HDL: high-density lipoprotein; HPO: human phenotype ontology; LDL: low-density lipoprotein.

A complete table of numeric entities that are used in the study with phenotype labels (including HPO ID and HPO name). The ID column corresponds to Table 14.

Generalizability

We have shown the significance of the proposed NR model for the phenotype annotation, and it can be potentially generalized to other healthcare or general NLP tasks. For example, in the biomedical domain, the model can be adopted to extract drug doses from clinical text by (1) extracting numeric dosage and drug names, (2) matching drug names with entities in a predefined external drug database by contextualized embeddings, and (3) reasoning what the dosage indicates. Similarly, the model can also be applied in other NLP tasks such as summarization (with numbers in documents and summaries) and question answering (understanding numbers in questions, context, and answers).

Limitations

The major limitation is the discrepancy due to the boundary cases. For example, 99.1°F is the upper normal temperature limit, so strictly speaking 99.2°F is Fever. However, it is not always true in real-world practice as sometimes the lower and upper bounds are defined vaguely and may vary place to place. The lower and upper bounds also vary with age and gender, which means the external knowledge may be dynamic. Therefore, in the future we plan to address those cases by fine-tuning a dynamic precision level to optimize prediction performance.
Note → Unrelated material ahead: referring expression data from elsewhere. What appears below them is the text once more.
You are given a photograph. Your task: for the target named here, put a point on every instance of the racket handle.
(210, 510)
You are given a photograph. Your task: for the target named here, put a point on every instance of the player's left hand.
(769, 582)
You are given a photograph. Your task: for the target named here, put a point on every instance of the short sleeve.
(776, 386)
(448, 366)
Other than the boundary cases, we have restricted our method to work at the sentence-level context. Extending to the document level and contextual reasoning on longer context along with NR will further improve the model. For instance, if the temperature is recorded as 98°F (normal temperature) at the beginning of a clinical note, but the note mentions toward the end that it increases by 3°F, then ideally a model should be able to capture fever by document level reasoning as the temperature 101°F means fever. The proposed model also relies on pre-extracted external knowledge that is manually curated. Ways to extract this knowledge automatically could be explored further.

Future works

The proposed model can be potentially generalized to other biomedical NLP tasks that require NR from text. The model can be further extended to consider document-level context and dynamic external knowledge base.